2. To the extent required by Data Protection Law in the UK, by signing this DPA Customer and Confirm agree to be bound by the UK Addendum. Part 1, table 1 of the UK Addendum will be deemed to be completed like its equivalent provisions in the Standard Contractual Clauses (module 2) in Annex I, Section 1. For the purpose of Part 1, Table 2 of the UK Addendum, the Approved EU SCCs are the Standard Contractual Clauses (module 2) incorporated by reference into this DPA pursuant to Section 7.1 of this DPA. For the purpose of Part 1, Table 3, Annex 1, 2 and 3 to the Standard Contractual Clauses(module 2) are Annex I, II and III to this DPA respectively. For the purpose of Part 1, Table 4, the party that may end the UK Addendum in accordance with Section 19 of the UK Addendum is the importer. For the purposes of any transfers covered by the Data Protection Law in the UK, the Standard Contractual Clauses (module 2) will be deemed to be amended as set out in Part 2 of the UK Addendum.
3. For transfers of Personal Data, Confirm shall ensure that the recipient of the Personal Data is subject to a law or binding scheme that upholds principles for fair handling of the information that are substantially similar to the Data Protection Law applicable.
4. For transfers of Personal Data from China, Customer shall not provide Confirm with sensitive information that subjects Confirm to China's data localization requirements of the PIPL, including but not limited to being required to undergo a personal information protection certification conducted by a specialized body according to the provisions by the State cybersecurity and informatization department in China.

8.   Personnel

1. Confirm will take steps to ensure that all Personnel authorized to Process Personal Data agree to appropriate confidentiality arrangements.
2. Confirm will train Personnel regarding the protection of Personal Data.

‍

9.   Security and Personal Data Breaches

      9.1  Confirm will implement technical and organizational measures to protect Personal Data from Personal Data Breaches, such as:

1. encryption of Personal Data;
2. measures to ensure the ongoing confidentiality, integrity, availability, and resilience of Processing;
3. measures to detect Personal Data Breaches in a timely manner;
4. measures to restore the availability and access to Personal Data in a timely manner in the event of an incident;
5. Processes for regularly testing, assessing and evaluating the effectiveness of the security measures; and
6. as appropriate, the measures listed in Annex II.

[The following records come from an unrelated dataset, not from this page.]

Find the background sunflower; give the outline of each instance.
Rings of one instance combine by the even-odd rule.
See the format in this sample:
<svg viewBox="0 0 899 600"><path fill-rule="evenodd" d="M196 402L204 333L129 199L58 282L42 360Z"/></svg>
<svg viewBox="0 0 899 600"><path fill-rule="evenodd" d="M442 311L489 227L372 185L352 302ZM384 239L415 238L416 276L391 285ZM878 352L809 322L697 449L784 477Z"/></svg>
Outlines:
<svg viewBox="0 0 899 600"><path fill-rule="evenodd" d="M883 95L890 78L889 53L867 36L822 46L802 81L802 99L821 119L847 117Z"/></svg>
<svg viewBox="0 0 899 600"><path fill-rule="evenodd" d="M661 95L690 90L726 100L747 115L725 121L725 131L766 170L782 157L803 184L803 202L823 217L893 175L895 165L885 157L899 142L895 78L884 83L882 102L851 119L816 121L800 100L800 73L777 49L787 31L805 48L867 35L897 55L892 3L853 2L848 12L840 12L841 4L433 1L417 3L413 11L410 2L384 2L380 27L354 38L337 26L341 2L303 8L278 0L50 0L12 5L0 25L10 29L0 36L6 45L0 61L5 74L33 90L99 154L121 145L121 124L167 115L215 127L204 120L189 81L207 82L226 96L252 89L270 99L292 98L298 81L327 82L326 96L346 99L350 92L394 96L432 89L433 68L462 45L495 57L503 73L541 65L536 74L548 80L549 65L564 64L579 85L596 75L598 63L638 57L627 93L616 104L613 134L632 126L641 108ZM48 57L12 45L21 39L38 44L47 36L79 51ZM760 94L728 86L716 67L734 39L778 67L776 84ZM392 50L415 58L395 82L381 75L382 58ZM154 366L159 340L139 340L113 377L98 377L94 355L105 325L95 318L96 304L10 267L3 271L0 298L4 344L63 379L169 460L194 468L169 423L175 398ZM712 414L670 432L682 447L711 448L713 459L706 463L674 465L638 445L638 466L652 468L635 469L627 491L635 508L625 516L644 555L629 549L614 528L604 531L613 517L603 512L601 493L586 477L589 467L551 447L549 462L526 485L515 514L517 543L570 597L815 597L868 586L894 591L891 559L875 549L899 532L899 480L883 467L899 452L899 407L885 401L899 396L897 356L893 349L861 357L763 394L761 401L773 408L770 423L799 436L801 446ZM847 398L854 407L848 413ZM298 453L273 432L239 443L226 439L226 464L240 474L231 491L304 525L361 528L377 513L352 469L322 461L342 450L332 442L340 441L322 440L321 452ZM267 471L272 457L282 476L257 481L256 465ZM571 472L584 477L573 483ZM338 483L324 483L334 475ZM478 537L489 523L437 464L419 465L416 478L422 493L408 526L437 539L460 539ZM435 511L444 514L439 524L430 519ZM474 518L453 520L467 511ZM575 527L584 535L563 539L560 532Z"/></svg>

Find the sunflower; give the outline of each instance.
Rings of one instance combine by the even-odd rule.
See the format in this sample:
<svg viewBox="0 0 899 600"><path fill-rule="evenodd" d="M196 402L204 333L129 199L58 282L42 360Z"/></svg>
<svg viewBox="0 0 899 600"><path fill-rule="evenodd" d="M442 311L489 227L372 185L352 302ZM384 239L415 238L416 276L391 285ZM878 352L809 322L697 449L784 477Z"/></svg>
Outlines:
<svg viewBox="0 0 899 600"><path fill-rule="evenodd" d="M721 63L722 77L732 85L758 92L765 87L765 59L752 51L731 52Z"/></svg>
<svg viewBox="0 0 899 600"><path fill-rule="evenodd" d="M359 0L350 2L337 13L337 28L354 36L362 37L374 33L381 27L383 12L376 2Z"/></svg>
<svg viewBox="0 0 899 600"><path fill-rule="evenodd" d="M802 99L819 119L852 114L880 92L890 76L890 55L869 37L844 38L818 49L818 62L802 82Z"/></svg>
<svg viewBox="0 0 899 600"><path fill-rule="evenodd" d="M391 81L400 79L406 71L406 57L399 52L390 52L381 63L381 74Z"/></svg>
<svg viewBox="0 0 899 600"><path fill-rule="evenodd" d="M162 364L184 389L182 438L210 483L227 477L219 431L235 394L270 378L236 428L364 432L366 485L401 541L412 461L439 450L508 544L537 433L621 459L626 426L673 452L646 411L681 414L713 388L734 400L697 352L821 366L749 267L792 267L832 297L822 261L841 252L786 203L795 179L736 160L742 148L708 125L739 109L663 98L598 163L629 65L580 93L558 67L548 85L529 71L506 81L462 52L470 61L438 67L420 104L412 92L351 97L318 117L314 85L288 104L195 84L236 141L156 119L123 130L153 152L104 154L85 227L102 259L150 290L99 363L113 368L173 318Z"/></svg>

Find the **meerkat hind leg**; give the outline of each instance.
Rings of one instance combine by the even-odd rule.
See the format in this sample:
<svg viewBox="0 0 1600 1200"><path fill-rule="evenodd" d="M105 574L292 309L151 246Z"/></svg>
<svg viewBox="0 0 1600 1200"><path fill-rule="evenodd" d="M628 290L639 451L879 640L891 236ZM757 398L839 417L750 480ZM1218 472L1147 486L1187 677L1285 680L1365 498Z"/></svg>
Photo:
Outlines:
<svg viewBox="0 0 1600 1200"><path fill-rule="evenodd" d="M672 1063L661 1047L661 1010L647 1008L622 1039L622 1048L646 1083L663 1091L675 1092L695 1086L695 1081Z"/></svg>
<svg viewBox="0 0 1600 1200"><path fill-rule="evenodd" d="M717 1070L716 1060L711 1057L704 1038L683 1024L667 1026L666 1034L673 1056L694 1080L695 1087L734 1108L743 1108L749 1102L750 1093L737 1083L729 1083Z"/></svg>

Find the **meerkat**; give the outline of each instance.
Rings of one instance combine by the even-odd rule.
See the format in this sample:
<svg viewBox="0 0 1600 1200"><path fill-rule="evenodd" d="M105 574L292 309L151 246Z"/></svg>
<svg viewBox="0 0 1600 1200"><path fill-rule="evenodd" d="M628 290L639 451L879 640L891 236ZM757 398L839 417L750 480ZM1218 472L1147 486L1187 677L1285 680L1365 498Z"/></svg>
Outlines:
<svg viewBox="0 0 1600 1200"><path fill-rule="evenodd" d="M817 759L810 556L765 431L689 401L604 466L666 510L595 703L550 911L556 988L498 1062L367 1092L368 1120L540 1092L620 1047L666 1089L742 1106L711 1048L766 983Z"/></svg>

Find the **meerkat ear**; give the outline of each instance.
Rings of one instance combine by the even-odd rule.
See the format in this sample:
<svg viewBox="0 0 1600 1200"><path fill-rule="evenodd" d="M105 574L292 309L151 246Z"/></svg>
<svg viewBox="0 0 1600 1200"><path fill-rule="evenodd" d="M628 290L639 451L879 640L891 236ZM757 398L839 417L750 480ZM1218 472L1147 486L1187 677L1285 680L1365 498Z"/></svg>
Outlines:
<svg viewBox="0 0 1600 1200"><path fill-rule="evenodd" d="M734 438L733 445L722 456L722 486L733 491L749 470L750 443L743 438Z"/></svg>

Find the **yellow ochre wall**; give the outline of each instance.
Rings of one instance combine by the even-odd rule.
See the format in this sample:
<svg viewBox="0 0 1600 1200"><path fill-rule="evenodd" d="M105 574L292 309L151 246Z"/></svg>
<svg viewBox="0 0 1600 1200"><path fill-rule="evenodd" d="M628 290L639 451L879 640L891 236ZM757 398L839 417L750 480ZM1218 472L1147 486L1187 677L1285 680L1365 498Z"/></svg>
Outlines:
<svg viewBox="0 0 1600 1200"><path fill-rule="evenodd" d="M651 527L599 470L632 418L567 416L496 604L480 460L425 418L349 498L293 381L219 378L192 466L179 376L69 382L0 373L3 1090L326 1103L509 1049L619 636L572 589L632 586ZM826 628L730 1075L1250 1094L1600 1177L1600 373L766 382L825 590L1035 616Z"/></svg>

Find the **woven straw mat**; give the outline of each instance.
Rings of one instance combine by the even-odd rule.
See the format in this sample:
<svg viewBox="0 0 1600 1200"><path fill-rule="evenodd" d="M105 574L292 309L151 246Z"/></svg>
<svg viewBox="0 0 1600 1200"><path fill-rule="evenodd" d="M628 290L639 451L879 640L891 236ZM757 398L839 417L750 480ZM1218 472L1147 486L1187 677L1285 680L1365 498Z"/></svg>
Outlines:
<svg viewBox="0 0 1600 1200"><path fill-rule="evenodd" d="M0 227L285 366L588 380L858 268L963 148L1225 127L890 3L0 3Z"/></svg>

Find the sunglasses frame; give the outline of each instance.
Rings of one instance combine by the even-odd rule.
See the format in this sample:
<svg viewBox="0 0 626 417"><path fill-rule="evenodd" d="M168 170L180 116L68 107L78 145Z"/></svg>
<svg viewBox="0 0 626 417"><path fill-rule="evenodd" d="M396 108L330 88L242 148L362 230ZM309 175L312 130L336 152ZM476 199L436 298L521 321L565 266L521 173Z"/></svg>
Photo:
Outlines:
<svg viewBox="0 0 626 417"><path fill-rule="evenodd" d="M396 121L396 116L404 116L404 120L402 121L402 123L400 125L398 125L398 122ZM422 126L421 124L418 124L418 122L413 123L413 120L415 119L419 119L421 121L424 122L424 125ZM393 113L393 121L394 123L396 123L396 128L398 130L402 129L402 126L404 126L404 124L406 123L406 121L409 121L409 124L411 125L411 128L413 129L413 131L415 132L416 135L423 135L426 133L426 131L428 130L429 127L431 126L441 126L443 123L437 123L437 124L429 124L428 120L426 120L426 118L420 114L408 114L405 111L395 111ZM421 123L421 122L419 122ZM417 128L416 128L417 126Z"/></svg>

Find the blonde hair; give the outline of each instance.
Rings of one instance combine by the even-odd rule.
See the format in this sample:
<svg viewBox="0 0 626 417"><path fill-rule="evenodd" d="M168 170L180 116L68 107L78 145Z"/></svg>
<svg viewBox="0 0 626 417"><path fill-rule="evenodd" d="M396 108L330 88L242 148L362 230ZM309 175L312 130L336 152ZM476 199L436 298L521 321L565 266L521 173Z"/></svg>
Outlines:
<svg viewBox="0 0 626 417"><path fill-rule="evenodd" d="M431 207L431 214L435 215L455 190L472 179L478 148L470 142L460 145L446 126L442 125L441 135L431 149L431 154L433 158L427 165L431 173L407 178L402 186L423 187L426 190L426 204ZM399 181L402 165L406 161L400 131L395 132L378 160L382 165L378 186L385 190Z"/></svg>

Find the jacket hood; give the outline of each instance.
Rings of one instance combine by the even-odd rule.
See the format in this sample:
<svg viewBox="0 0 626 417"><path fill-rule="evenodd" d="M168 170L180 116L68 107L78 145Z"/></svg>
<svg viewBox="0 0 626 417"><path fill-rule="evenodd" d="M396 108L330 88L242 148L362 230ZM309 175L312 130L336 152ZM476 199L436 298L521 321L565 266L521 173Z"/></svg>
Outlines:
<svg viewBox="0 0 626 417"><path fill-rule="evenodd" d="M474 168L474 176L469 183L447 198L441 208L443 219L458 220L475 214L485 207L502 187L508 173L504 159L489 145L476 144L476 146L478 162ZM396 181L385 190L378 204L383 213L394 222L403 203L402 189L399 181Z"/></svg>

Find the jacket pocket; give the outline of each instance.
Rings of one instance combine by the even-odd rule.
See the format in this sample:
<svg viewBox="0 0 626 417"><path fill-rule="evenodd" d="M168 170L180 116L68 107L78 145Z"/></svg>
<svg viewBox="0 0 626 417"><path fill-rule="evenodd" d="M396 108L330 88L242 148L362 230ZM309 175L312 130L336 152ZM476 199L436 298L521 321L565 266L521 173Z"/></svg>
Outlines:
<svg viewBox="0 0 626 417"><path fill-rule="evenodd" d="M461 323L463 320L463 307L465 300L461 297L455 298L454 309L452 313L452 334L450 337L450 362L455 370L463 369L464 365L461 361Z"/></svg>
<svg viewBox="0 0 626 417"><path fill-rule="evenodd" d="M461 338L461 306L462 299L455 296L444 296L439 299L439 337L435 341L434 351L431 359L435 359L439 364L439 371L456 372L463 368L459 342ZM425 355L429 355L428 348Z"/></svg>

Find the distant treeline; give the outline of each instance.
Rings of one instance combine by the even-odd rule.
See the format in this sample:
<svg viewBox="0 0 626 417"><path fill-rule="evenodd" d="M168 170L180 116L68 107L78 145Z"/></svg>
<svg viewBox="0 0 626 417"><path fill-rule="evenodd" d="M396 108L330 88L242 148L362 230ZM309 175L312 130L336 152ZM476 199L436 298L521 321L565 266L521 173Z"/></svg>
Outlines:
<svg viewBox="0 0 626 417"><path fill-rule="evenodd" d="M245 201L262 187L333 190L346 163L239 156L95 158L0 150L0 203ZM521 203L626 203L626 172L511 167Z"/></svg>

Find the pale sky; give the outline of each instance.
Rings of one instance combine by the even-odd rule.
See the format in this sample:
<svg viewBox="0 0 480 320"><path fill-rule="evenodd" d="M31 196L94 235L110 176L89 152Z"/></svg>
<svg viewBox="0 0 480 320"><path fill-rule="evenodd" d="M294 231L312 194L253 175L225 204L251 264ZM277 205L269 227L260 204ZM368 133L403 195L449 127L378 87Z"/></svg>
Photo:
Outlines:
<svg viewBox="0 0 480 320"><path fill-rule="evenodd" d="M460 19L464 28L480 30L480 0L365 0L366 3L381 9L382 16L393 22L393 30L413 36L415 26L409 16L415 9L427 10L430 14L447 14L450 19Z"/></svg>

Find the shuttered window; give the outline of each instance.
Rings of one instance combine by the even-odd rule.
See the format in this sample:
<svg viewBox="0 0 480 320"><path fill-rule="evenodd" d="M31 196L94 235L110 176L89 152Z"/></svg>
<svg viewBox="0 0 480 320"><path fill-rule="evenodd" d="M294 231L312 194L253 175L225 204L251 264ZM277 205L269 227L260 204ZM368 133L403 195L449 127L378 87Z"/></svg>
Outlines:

    9.2  Confirm will inform Customer without undue delay after becoming aware of a Personal Data Breach. Confirm will inform Customer to the extent possible, of the nature of the Personal Data Breach, the categories and number of Data Subjects, the categories and amount of Personal Data, the likely consequences of the Personal Data Breach, and the measures taken or proposed to be taken to address the Personal Data Breach and mitigate possible adverse effects.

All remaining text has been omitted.